Tudo sobre resoluções

Dale, 2017

01 . 01 . 2017

Sem querer, porque eu nem planejei escrever esse texto, tô aqui na vibe de fazer algo parecido com uma retrospectiva. Tava catando aqui os meus posts de fim de ano-ano novo e é uma onda ver como as coisas vão mudando, inclusive o fato de que não consegui “elencar” as melhores coisas do ano passado. Ops, de 2015. Ano passado foi 2016.

Apesar da crise e de Temer, no ano passado eu fui feliz. Cumpri algumas promessas que sempre faço pra mim cada final de ano – não tem jeito, vou viver com resoluções pois amo listas. Fui mais vezes na praia. Eu sempre tive uma conexão forte com a água do mar, e acho que muito do equilíbrio mantido no meio de tanto caos deve ter vindo graças a esse retorno. E acho que voltei a me conectar comigo de várias formas, e me encontrar internamente acabou trazendo também uns desequilíbrios com o exterior. É uma adaptação, né? Bom, eu aprendi a valorizar mais meu corpo, a entender e ouvir o que ele diz, o que é um constante aprendizado. Voltei pros cachos, o que pode parecer algo simples, mas ~aceitar meus cabelos naturais me transformou numa mulher muito mais madura. Também aprendi a me virar sozinha, a ser mais independente. Descobri que sou mais forte, mais segura. Dona da porra toda.

Deixei de me sentir culpada pelas minhas decisões, de me preocupar tanto com o julgamento dos outros. Aceito e agradeço o fato de ser inquieta e teimosa, porque provavelmente são as características que mais me fazem seguir em frente.

2016 também me trouxe um noivado. Falando em crise, vivi  uma série delas, mas sinto que de bom, veio o amadurecimento. Coragem, liberdade, aceitação. Acho que essas são as palavras mais significativas pra definir os dias que passaram.
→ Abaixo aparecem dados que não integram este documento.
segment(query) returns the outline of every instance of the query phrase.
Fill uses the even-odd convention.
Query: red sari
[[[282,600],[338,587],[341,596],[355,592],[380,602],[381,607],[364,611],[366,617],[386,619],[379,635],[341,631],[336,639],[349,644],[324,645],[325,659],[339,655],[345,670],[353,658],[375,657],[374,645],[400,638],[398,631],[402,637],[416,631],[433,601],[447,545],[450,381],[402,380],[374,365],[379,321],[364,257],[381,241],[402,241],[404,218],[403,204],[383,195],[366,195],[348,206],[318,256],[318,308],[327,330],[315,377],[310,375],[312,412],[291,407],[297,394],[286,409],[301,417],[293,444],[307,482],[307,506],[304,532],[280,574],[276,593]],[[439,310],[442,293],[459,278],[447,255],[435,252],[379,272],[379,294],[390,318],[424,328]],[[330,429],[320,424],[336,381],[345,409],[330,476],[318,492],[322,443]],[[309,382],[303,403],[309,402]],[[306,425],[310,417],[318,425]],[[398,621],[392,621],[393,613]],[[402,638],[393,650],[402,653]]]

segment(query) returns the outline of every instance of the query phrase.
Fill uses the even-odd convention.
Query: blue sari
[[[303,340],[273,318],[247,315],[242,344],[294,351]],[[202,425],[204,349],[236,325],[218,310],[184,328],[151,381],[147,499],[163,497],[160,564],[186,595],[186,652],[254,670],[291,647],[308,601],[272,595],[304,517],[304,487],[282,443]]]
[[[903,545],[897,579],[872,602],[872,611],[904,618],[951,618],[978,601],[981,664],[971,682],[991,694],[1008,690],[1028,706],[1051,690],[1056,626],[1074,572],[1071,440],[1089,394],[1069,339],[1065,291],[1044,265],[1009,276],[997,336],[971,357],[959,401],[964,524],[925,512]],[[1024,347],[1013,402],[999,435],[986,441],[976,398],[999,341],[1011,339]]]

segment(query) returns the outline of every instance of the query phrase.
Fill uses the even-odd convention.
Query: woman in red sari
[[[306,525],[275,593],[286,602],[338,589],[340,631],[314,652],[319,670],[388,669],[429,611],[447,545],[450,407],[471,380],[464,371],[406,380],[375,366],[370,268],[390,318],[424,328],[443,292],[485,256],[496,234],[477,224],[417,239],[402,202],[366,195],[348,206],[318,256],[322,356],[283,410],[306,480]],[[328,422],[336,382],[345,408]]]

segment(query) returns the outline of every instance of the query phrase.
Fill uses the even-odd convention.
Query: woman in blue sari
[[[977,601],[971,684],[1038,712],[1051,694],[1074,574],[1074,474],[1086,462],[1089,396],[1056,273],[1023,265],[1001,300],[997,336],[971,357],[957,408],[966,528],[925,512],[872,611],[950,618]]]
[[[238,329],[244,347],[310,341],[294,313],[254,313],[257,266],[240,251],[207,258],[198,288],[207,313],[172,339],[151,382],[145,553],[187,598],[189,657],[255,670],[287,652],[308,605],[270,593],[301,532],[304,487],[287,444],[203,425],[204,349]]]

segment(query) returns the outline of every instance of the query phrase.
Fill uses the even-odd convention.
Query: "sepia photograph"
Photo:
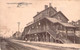
[[[80,0],[0,0],[0,50],[80,50]]]

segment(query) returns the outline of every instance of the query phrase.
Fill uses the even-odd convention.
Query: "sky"
[[[16,4],[7,4],[19,2],[32,4],[20,8]],[[7,33],[2,34],[11,36],[18,30],[18,22],[20,22],[20,31],[23,31],[26,24],[33,21],[37,12],[44,10],[44,5],[49,3],[52,3],[52,7],[56,7],[57,11],[61,11],[69,21],[80,20],[80,0],[0,0],[0,27],[3,31],[8,30]]]

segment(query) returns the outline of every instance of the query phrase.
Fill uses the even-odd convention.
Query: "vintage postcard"
[[[80,0],[0,0],[0,50],[80,50]]]

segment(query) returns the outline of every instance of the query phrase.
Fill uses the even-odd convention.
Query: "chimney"
[[[48,8],[48,5],[45,5],[45,9],[47,9]]]

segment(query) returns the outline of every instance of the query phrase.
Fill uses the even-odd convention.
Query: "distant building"
[[[16,32],[13,34],[13,38],[15,38],[15,39],[21,39],[21,35],[22,35],[21,32],[16,31]]]
[[[27,41],[42,41],[55,43],[79,43],[76,36],[76,26],[69,24],[69,19],[57,12],[51,3],[33,17],[34,21],[27,24],[22,33],[22,39]]]

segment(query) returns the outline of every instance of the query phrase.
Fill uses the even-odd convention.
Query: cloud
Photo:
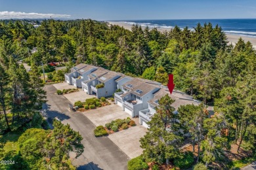
[[[26,13],[14,11],[0,11],[0,19],[37,19],[37,18],[69,18],[71,15],[55,14],[40,14],[35,12]]]

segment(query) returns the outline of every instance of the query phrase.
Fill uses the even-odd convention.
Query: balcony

Em 2017, sei que mais mudanças vão acontecer, e que venham. Ainda não abri meu pote com resoluções pra ver o que ficou pendente e pra encher de novidade. Acho que pra mim significa que nunca em 27 primaveras, um ano foi tão continuidade do anterior. Só que, pra agora, eu espero que todas as mazelas que rolaram tenham sido levadas junto com a espuma do primeiro mar desse ano.

Que seja leve.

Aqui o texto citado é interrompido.